All weblinks lead to Russia

or why not

∀x(x ∈ w) → x ∈ r
Because why not.

Some weeks ago, whilst working on the module regarding the History of Australian Law, I somehow ended up reading about the foundation and dissolution of the USSR.  I’m not entirely sure how it happened, but I hopped onto Wikipedia to read about double dissolution.  How did I end up reading about Russia you ask? Well I have a habit of following the blue-bricked Wikipedia path, and somehow instead of always ending up in Philosophy, as I’ve mentioned before, I end up with Russia, or at least somewhere in their circle of influence.

For those interested, the topics I found of interest that led me to them went like this: Double dissolution> Gough Whitlam> Malcolm Fraser> Bob Hawke> Ronald Reagan> Mikhail Gorbachev> dissolution of the Soviet Union> Soviet Union (or the Union of Soviet Socialist Republics.  I clarify as I somehow had the wrong idea of what the letters USSR stood for).

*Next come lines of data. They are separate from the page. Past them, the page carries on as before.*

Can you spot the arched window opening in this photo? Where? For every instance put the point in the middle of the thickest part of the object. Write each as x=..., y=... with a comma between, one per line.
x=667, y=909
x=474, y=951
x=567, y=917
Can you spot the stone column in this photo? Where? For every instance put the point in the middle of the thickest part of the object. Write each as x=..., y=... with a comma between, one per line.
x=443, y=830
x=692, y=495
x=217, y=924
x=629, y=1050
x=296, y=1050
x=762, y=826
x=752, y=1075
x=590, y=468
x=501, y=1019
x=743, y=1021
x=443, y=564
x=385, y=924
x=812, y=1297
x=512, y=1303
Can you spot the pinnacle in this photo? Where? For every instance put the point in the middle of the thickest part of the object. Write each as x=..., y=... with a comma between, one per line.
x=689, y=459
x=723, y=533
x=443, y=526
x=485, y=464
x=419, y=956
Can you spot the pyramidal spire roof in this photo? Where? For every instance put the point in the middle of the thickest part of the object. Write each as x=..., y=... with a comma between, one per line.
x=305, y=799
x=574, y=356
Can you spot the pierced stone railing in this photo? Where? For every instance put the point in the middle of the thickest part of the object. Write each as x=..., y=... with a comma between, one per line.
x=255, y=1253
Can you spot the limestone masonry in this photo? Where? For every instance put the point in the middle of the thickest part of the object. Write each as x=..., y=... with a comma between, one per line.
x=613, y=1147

I found looking into the various downfalls of faulty reasoning to be very enlightening.  Whilst I do consider myself a critical thinker, I did feel that I have fallen to the folly of faulty reasoning far more often than favorable (there’s extra points for creative alliteration, right?).  I would think Critically of my ability of Critical Thinking, but that might be a little too meta.  In all honesty though whilst I do certainly Critically think about the statements of others, I do feel that I need to Critically think about my own pre-conceptions more.  That would be my greatest task to work on here.

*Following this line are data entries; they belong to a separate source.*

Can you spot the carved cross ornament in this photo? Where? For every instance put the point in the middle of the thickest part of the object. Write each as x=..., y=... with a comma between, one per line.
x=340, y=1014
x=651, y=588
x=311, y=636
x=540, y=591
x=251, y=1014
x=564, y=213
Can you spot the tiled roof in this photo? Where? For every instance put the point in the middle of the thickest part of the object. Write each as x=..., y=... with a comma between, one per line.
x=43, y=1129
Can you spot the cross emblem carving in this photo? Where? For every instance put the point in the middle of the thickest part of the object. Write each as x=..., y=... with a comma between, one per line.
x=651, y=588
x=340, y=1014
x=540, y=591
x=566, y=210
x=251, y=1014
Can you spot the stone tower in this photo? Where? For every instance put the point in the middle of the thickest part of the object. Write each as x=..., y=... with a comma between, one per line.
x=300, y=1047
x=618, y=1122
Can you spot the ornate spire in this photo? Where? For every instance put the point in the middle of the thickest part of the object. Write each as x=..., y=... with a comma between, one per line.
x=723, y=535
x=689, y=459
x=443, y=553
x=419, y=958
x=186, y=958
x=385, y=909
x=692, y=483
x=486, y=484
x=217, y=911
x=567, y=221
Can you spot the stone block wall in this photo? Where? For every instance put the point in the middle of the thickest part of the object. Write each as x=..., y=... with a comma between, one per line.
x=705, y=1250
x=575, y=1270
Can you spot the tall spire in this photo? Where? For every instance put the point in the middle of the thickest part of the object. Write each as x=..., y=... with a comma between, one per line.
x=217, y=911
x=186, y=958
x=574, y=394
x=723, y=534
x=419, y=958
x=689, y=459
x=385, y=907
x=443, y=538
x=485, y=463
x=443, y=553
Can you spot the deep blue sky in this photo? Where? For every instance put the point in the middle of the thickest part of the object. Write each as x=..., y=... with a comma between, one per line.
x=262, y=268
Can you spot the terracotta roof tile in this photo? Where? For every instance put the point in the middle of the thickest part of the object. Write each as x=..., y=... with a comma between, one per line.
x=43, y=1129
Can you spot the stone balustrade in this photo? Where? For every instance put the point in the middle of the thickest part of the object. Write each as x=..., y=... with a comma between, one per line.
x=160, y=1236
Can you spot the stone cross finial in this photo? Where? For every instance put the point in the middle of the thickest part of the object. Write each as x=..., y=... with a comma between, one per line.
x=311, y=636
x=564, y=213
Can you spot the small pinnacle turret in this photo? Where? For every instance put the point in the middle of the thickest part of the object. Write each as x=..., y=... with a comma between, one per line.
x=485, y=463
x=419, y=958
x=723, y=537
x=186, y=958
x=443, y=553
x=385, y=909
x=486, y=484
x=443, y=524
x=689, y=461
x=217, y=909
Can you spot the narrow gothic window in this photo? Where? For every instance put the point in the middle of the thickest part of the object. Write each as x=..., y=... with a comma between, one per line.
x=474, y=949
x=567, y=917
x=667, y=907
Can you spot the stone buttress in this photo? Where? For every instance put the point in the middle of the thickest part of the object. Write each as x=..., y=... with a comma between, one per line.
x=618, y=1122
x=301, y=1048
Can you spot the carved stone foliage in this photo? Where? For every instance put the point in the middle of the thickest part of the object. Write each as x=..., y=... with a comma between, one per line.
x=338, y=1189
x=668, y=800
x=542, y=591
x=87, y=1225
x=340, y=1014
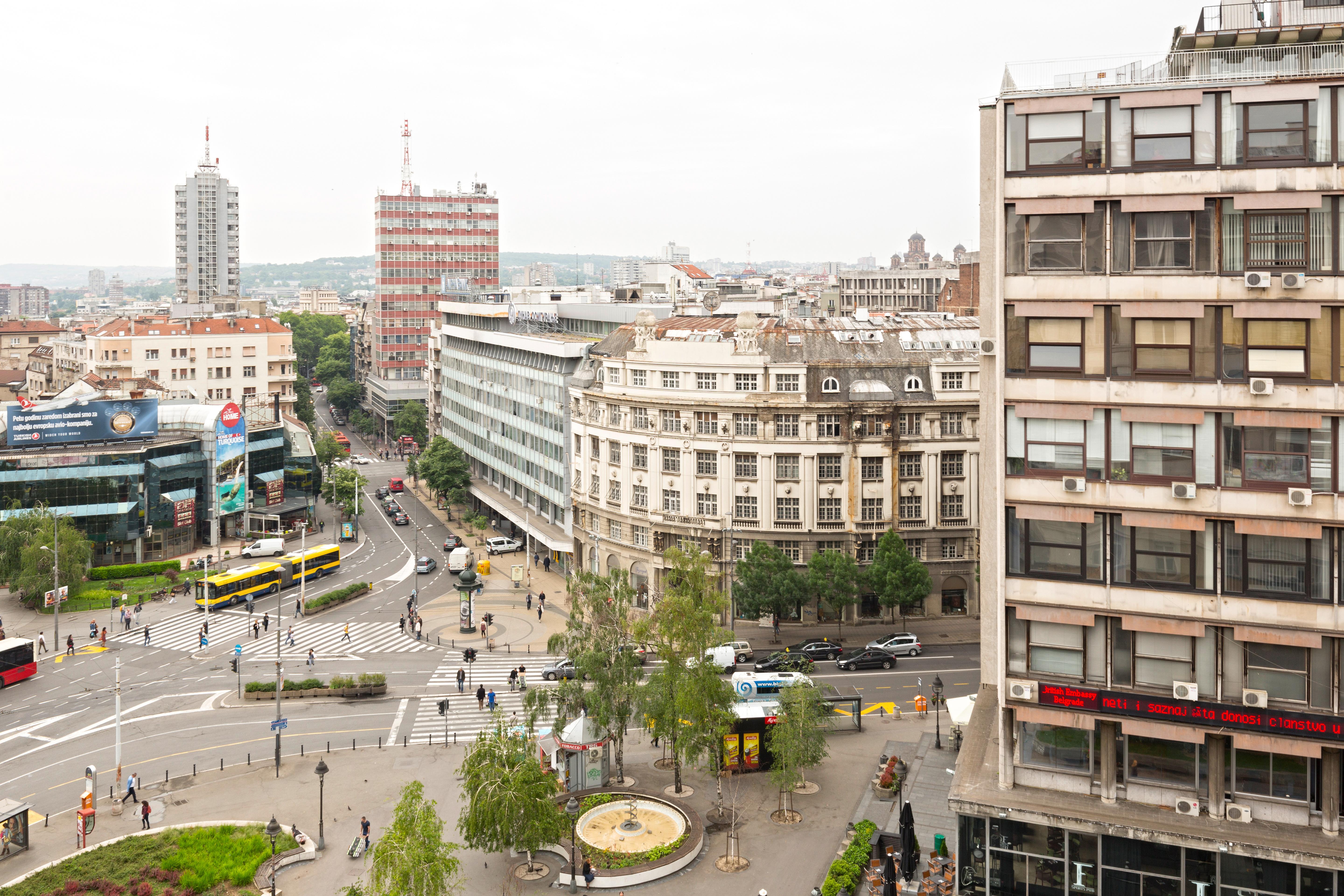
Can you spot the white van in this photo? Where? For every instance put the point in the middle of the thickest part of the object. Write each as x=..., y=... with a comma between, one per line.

Oh and in case anyone missed it, important life lessons from ‘The New Lawyer’:

Note that, while it is a good idea to practise your ability to recognise these techniques in everyday conversations, it is probably not a good idea to become the kind of person who constantly points out the logical flaws in the claims and arguments being presented by your friends and family members.
You know who you are!
I find myself wondering whether the idea of Strict Formalism perhaps is an ideal currently advocated by those who would benefit the most, or those who wish to be a member of such class (we all know one – they have a habit of posting Facebook ‘selfies’ where they are shrouded in cigar smoke, sipping expensive whisky.  Whilst some may feel it to be a failure of Feminism that we may struggle to find an appropriate female ‘want-to-be’ comparison, or that I personally haven’t used one, I would argue that Strict Legalism and Feminist Legal Theory would be too much at odds for such a caricature to be considered ‘success’).
It’s not an original thought by a long shot, not even for Karl Marx, but he’s certainly the one who deserves the most credit for it.  And now we’re back to Russia.  This is how I keep ending up unintentionally researching Russia.  This time it’s the 1993 Russian Constitutional Crisis.  The weblink path was much simpler here: Karl Marx> Das Kapital> Imperial Russia> Russian Federation> 1993 Russian Constitutional Crisis.